Neverwinter Nights n’est pas un titre né de la dernière pluie, loin de là. Sorti en 2002, développé par BioWare à qui l’on doit, entre autres, les très prisés Baldur’s Gate et Star Wars Knight of the Old Republic, le titre se présente comme une sorte de Baldur’s Gate, mais en 3D grâce au moteur Aurora Engine qui outre le fait d’être fourni avec un éditeur de niveau, permet de modifier les scripts permettant de ce fait la création de modules complexes.
Il faut l’avouer, si c’est une bonne nouvelle pour certains, il est légitime de se demander si toutes ces gourmandises ne nuisent pas à la qualité de la campagne solo. Bref, Neverwinter Nights s’inscrit dans un contexte où seul près d’un tiers des Français avaient une connexion internet, où face à la demande croissante le jeu de rôle PC cherche à se renouveler et où les prémices des MMORPG commencent timidement à s’installer – World of Warcraft n’étant sorti qu’en 2004. Mais que peut-on attendre d’un jeu de niche paru à une époque où la volonté des développeurs était de démocratiser les RPG ? La réponse dans ce test de Culture Underground.
Une liberté presque absolue pour la création du personnage
Neverwinter Nights est plutôt généreux sur le choix de la classe.
Comme dans tout RPG digne de ce nom, l’aventure de Neverwinter Nights débute par la création du personnage et de ce côté-là, le joueur est plutôt bien servi.
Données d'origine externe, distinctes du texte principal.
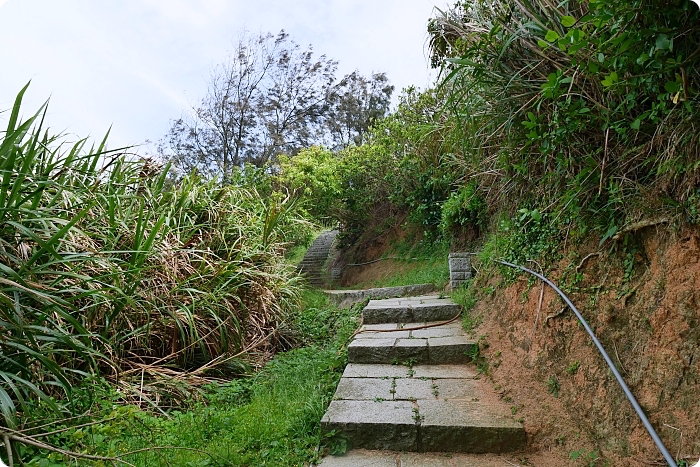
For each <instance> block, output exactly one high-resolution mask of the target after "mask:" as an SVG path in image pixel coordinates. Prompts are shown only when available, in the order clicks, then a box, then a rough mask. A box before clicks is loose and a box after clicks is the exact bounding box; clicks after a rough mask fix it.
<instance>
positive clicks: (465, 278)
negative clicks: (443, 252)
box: [448, 253, 472, 290]
mask: <svg viewBox="0 0 700 467" xmlns="http://www.w3.org/2000/svg"><path fill="white" fill-rule="evenodd" d="M448 262H449V264H450V288H451V289H452V290H454V289H457V288H459V287H460V286H461V285H462V284H464V283H465V282H466V281H468V280H469V279H471V278H472V258H471V254H470V253H450V255H449V256H448Z"/></svg>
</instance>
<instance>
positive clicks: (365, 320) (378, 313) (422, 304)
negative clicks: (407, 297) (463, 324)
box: [362, 295, 461, 324]
mask: <svg viewBox="0 0 700 467" xmlns="http://www.w3.org/2000/svg"><path fill="white" fill-rule="evenodd" d="M460 312H461V308H460V306H459V305H457V304H456V303H455V302H453V301H452V300H450V299H449V298H440V296H439V295H424V296H420V297H411V298H389V299H385V300H370V301H369V303H368V304H367V306H366V307H365V308H364V310H362V322H363V323H364V324H379V323H417V322H428V321H445V320H448V319H451V318H454V317H455V316H457V315H458V314H459V313H460Z"/></svg>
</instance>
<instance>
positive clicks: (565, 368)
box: [365, 228, 700, 467]
mask: <svg viewBox="0 0 700 467" xmlns="http://www.w3.org/2000/svg"><path fill="white" fill-rule="evenodd" d="M636 236H637V238H636V250H637V251H636V253H635V254H634V272H633V273H631V274H630V272H631V271H630V272H628V274H627V278H625V266H626V265H625V264H624V262H623V261H624V259H625V257H626V256H625V255H626V253H625V251H623V249H622V247H619V249H618V251H613V252H612V253H609V252H608V249H609V248H610V246H609V245H605V246H604V247H605V248H608V249H604V250H602V251H601V252H600V255H597V256H591V257H589V258H588V259H587V260H585V261H583V262H581V258H584V257H585V256H587V255H588V254H589V253H594V252H597V247H598V244H597V242H595V243H592V244H590V245H587V246H580V247H577V248H576V251H574V250H573V249H570V251H567V252H565V255H564V256H565V259H563V260H562V261H560V263H559V264H557V265H555V266H554V268H551V267H550V268H549V272H548V273H547V275H548V277H549V278H550V279H551V280H553V281H554V282H555V283H557V284H559V285H560V287H562V288H566V289H567V290H568V292H567V294H568V296H569V298H570V299H571V300H572V301H573V302H574V304H575V305H576V306H577V307H578V308H579V310H580V311H581V312H582V314H583V315H584V317H585V318H586V320H588V322H589V324H590V325H591V327H592V328H593V329H594V332H595V333H596V335H597V336H598V338H599V339H600V340H601V342H602V344H603V346H604V347H605V348H606V350H607V351H608V353H609V355H610V356H611V358H612V360H613V362H614V363H615V364H616V366H617V368H618V369H619V371H620V373H621V374H622V376H623V377H624V379H625V380H626V382H627V384H628V385H629V387H630V389H631V390H632V392H633V393H634V394H635V396H636V397H637V400H638V401H639V403H640V404H641V406H642V408H643V409H644V411H645V412H646V414H647V416H648V417H649V419H650V421H651V423H652V424H653V425H654V427H655V428H656V430H657V432H658V433H659V436H660V437H661V439H662V440H663V441H664V443H665V445H666V447H667V448H668V450H669V451H670V453H671V454H672V455H673V456H674V457H677V458H679V459H682V458H685V459H687V460H688V461H689V465H692V464H694V463H695V462H697V460H698V458H699V457H700V311H699V310H698V306H699V305H700V229H697V228H685V229H684V230H682V231H680V232H674V233H660V232H657V231H654V229H646V230H645V231H643V232H638V233H637V235H636ZM627 251H628V252H629V251H632V250H631V248H630V247H628V248H627ZM630 258H631V257H630ZM377 264H378V266H376V267H377V268H378V269H379V268H381V269H382V272H381V273H386V271H384V268H385V267H386V266H379V265H381V263H377ZM627 265H629V261H628V264H627ZM480 269H481V270H482V272H483V270H484V268H480ZM577 273H578V275H577ZM365 274H368V275H371V274H372V273H371V272H365ZM474 286H475V287H476V288H477V291H482V292H486V291H490V290H493V289H491V288H495V293H492V294H489V293H480V294H479V295H480V297H481V298H480V300H479V302H478V304H477V306H476V307H475V309H474V310H473V311H472V313H474V314H475V315H479V316H481V319H482V322H481V324H480V325H479V326H478V327H477V328H476V329H475V330H474V334H475V337H479V338H480V339H481V348H482V349H481V353H482V355H483V357H484V359H485V362H486V363H487V364H488V365H482V368H483V369H484V370H485V374H484V376H483V377H484V378H487V379H488V380H489V381H490V383H491V384H492V385H493V388H494V391H495V392H496V393H497V394H499V396H500V397H501V398H503V399H504V400H506V401H507V402H508V403H509V404H511V405H512V411H513V413H514V414H515V417H516V418H522V420H523V423H524V425H525V428H526V430H527V432H528V440H529V447H528V450H527V452H525V453H523V454H522V455H518V456H514V457H512V458H510V459H511V461H510V462H513V463H514V465H533V466H539V467H550V466H562V465H566V466H603V465H610V466H644V465H659V466H663V465H666V463H665V462H664V460H663V457H662V456H661V454H660V453H659V451H658V449H657V448H656V446H655V445H654V443H653V441H652V440H651V438H650V436H649V435H648V434H647V432H646V430H645V429H644V427H643V425H642V423H641V421H640V420H639V418H638V417H637V415H636V413H635V412H634V410H633V409H632V406H631V405H630V403H629V402H628V400H627V399H626V397H625V396H624V393H623V391H622V389H621V388H620V386H619V385H618V383H617V381H616V380H615V378H614V376H613V375H612V372H611V371H610V370H608V368H607V366H606V364H605V362H604V360H603V358H602V356H600V354H599V353H598V351H597V349H596V348H595V346H594V345H593V343H592V341H591V339H590V338H589V337H588V335H587V334H586V332H585V330H584V328H583V326H581V325H580V324H579V323H578V321H577V320H576V318H575V316H574V314H573V312H571V311H570V310H568V309H565V311H563V312H561V313H560V314H558V312H559V311H560V310H562V308H563V302H562V301H561V299H560V298H559V297H558V296H557V295H556V293H555V292H554V291H553V290H552V289H551V288H549V287H545V288H544V292H543V294H542V300H541V301H540V294H541V290H542V288H541V283H540V282H533V281H531V280H528V278H526V277H522V278H521V279H520V280H517V281H516V282H515V283H513V284H510V285H505V284H504V281H503V279H502V277H501V276H500V274H498V273H496V272H494V273H493V274H491V275H490V276H487V275H485V274H482V275H481V276H479V277H478V278H477V280H476V282H475V284H474ZM538 310H539V318H538V320H537V321H538V323H537V326H535V320H536V316H537V314H538ZM553 315H556V316H553ZM548 317H549V318H548ZM691 461H692V462H691Z"/></svg>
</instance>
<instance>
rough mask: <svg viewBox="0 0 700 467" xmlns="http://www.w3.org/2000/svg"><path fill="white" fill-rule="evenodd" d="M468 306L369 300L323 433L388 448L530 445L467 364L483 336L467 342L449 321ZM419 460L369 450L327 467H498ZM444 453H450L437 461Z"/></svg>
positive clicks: (335, 460) (505, 411)
mask: <svg viewBox="0 0 700 467" xmlns="http://www.w3.org/2000/svg"><path fill="white" fill-rule="evenodd" d="M459 311H460V310H459V306H458V305H456V304H455V303H454V302H452V301H451V300H450V299H445V298H440V297H438V296H421V297H414V298H402V299H387V300H372V301H370V302H369V304H368V305H367V307H366V308H365V310H364V312H363V321H364V322H365V323H367V322H369V323H372V324H365V325H364V326H363V327H362V328H361V329H360V332H359V333H358V334H357V335H356V336H355V338H354V339H353V340H352V342H351V343H350V345H349V346H348V362H349V364H348V365H347V367H346V369H345V372H344V373H343V377H342V379H341V381H340V383H339V385H338V389H337V391H336V393H335V396H334V398H333V401H331V403H330V406H329V407H328V411H327V412H326V414H325V415H324V417H323V419H322V421H321V425H322V430H323V431H324V433H328V432H331V431H335V432H336V433H342V435H343V436H345V437H347V438H348V439H349V440H350V442H351V443H352V445H353V447H354V448H361V449H373V450H384V451H405V452H421V453H426V452H461V453H502V452H511V451H517V450H520V449H522V448H524V447H525V445H526V435H525V431H524V429H523V427H522V424H521V423H519V422H517V421H515V420H514V419H513V416H512V414H511V410H510V407H509V406H507V405H506V404H505V403H503V402H502V401H501V400H500V399H498V397H496V396H495V394H493V390H492V388H490V387H489V386H488V384H486V383H485V382H483V381H481V380H480V379H478V376H477V374H476V372H475V369H474V367H473V365H469V364H468V362H470V361H471V357H470V356H471V355H473V354H474V353H475V352H477V351H478V347H477V344H476V342H474V341H471V340H469V339H468V338H467V336H466V335H465V334H464V331H463V330H462V328H461V324H460V321H459V320H455V321H452V322H447V323H446V322H444V321H447V320H450V319H451V318H453V317H455V316H457V315H458V314H459ZM443 320H444V321H443ZM358 456H359V457H358ZM363 456H364V457H363ZM367 456H369V457H367ZM392 456H393V457H392ZM401 456H403V458H402V457H401ZM419 458H420V456H418V457H415V456H413V457H411V455H403V454H402V455H400V456H399V461H397V460H396V459H397V458H396V455H394V454H389V453H382V454H379V453H375V454H371V453H370V454H367V453H365V454H353V455H352V456H349V457H327V458H326V459H325V460H324V462H323V463H322V465H323V466H325V467H336V466H346V465H347V466H359V465H368V466H370V465H377V466H384V465H392V466H397V465H406V466H408V465H414V466H421V465H438V466H440V465H467V466H468V465H479V466H488V465H489V464H469V463H462V464H450V463H442V464H439V463H433V464H421V463H420V462H422V461H420V462H419V460H418V459H419ZM443 458H444V459H450V458H449V457H444V455H443V457H440V456H438V457H434V458H433V460H435V459H443ZM392 459H394V460H393V462H394V463H393V464H392V463H391V462H392ZM347 462H350V463H347ZM352 462H355V463H352ZM397 462H399V463H397ZM426 462H427V461H426ZM446 462H447V461H446ZM465 462H466V461H465Z"/></svg>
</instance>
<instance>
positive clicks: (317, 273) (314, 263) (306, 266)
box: [298, 230, 338, 288]
mask: <svg viewBox="0 0 700 467" xmlns="http://www.w3.org/2000/svg"><path fill="white" fill-rule="evenodd" d="M337 235H338V231H337V230H326V231H323V232H321V234H320V235H319V236H318V237H316V239H315V240H314V242H313V243H312V244H311V246H310V247H309V249H308V250H307V251H306V254H305V255H304V259H302V260H301V263H299V267H298V269H299V272H300V273H301V274H303V275H304V276H305V277H306V280H308V281H309V284H311V285H313V286H314V287H319V288H322V287H323V285H324V280H323V266H324V265H325V263H326V260H328V256H329V255H330V251H331V247H332V246H333V241H334V240H335V237H336V236H337Z"/></svg>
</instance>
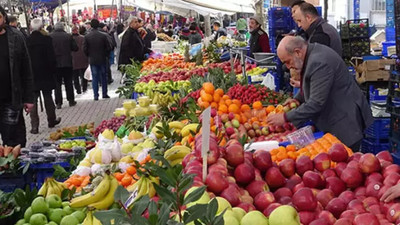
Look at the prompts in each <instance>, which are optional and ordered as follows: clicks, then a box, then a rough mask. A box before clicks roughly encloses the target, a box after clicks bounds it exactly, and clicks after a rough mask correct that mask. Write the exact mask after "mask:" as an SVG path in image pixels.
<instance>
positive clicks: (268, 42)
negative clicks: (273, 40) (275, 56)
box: [249, 17, 271, 58]
mask: <svg viewBox="0 0 400 225" xmlns="http://www.w3.org/2000/svg"><path fill="white" fill-rule="evenodd" d="M261 23H262V21H261V19H259V18H258V17H251V18H250V22H249V31H250V34H251V37H250V41H249V42H250V56H251V57H253V58H254V55H253V53H256V52H271V48H270V46H269V38H268V34H267V33H266V32H265V31H264V30H263V29H262V28H261Z"/></svg>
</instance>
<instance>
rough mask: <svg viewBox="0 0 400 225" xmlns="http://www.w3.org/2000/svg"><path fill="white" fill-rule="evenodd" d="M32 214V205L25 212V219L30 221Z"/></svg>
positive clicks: (27, 208) (25, 220)
mask: <svg viewBox="0 0 400 225" xmlns="http://www.w3.org/2000/svg"><path fill="white" fill-rule="evenodd" d="M32 214H33V213H32V208H31V207H29V208H27V209H26V211H25V213H24V219H25V221H26V222H29V220H30V219H31V216H32Z"/></svg>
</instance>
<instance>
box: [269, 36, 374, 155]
mask: <svg viewBox="0 0 400 225" xmlns="http://www.w3.org/2000/svg"><path fill="white" fill-rule="evenodd" d="M277 52H278V57H279V58H280V59H281V61H282V63H284V64H285V65H286V66H287V67H288V68H289V69H293V70H295V71H296V72H297V73H299V74H300V81H301V82H300V89H301V91H300V92H299V93H298V94H297V95H296V96H295V98H296V99H297V100H298V101H299V102H300V103H302V104H301V105H300V106H299V107H298V108H297V109H295V110H292V111H290V112H288V113H286V114H275V115H271V116H269V117H268V118H267V121H268V123H269V124H271V125H283V124H284V123H285V122H292V123H293V124H294V125H296V126H299V125H301V124H302V123H304V122H306V121H309V120H312V121H313V122H314V124H315V125H316V126H317V128H318V129H319V130H321V131H323V132H329V133H332V134H334V135H335V136H336V137H338V138H339V139H340V140H341V141H342V142H343V143H344V144H346V145H347V146H349V147H350V148H351V149H352V150H354V151H358V150H359V148H360V143H361V140H362V138H363V133H364V130H365V128H367V127H368V126H369V125H371V124H372V122H373V118H372V113H371V109H370V107H369V105H368V102H367V99H366V98H365V96H364V95H363V94H362V92H361V90H360V88H359V87H358V86H357V84H356V82H355V80H354V78H353V77H352V76H351V75H350V74H349V72H348V68H347V66H346V64H345V63H344V61H343V60H342V58H340V56H339V55H338V54H337V53H335V51H333V50H332V49H331V48H329V47H327V46H325V45H321V44H318V43H311V44H309V43H307V42H306V41H305V40H304V39H303V38H301V37H292V36H288V37H285V38H283V39H282V41H281V42H280V44H279V46H278V49H277Z"/></svg>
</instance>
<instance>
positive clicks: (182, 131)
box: [181, 123, 200, 137]
mask: <svg viewBox="0 0 400 225" xmlns="http://www.w3.org/2000/svg"><path fill="white" fill-rule="evenodd" d="M199 125H200V124H198V123H192V124H188V125H186V126H185V127H184V128H182V130H181V135H182V137H186V136H188V135H189V134H190V133H191V131H192V132H196V131H197V127H198V126H199Z"/></svg>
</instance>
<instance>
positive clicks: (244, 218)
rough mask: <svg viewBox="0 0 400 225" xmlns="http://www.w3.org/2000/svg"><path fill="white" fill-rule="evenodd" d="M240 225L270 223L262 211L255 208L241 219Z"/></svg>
mask: <svg viewBox="0 0 400 225" xmlns="http://www.w3.org/2000/svg"><path fill="white" fill-rule="evenodd" d="M240 225H268V219H267V217H265V216H264V214H262V213H261V212H260V211H256V210H255V211H251V212H249V213H247V214H246V215H245V216H244V217H243V218H242V220H241V221H240ZM287 225H288V224H287Z"/></svg>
Outre le choix assez généreux des races – on retrouve les incontournables du légendaire de Tolkien et même plus encore –, le choix des classes dépasse les espérances les plus folles.
Les puristes pourront créer un guerrier, un barbare, un rôdeur, un ensorceleur, un magicien, un moine, un barde, un druide, un barde, un roublard et ceux qui aiment la fantaisie pourront expérimenter les sous-classes sur lequel Neverwinter Nights ne lésine pas – dire le contraire serait mentir : Assassin, Chevalier noir, Maître d’arme, Maître blême, etc. sans oublier les multiclasses. Si vous avez la flemme ou que le système vous paraît trop compliqué, vous pouvez toujours utiliser le bouton “Recommandé”. À noter que l’accès à certaines classes est soumis à l’alignement qu’il convient de choisir judicieusement. Vous avez le choix entre les traditionnels loyal/neutre/mauvais et /bon/neutre/chaotique ce qui offre pas moins de 9 possibilités.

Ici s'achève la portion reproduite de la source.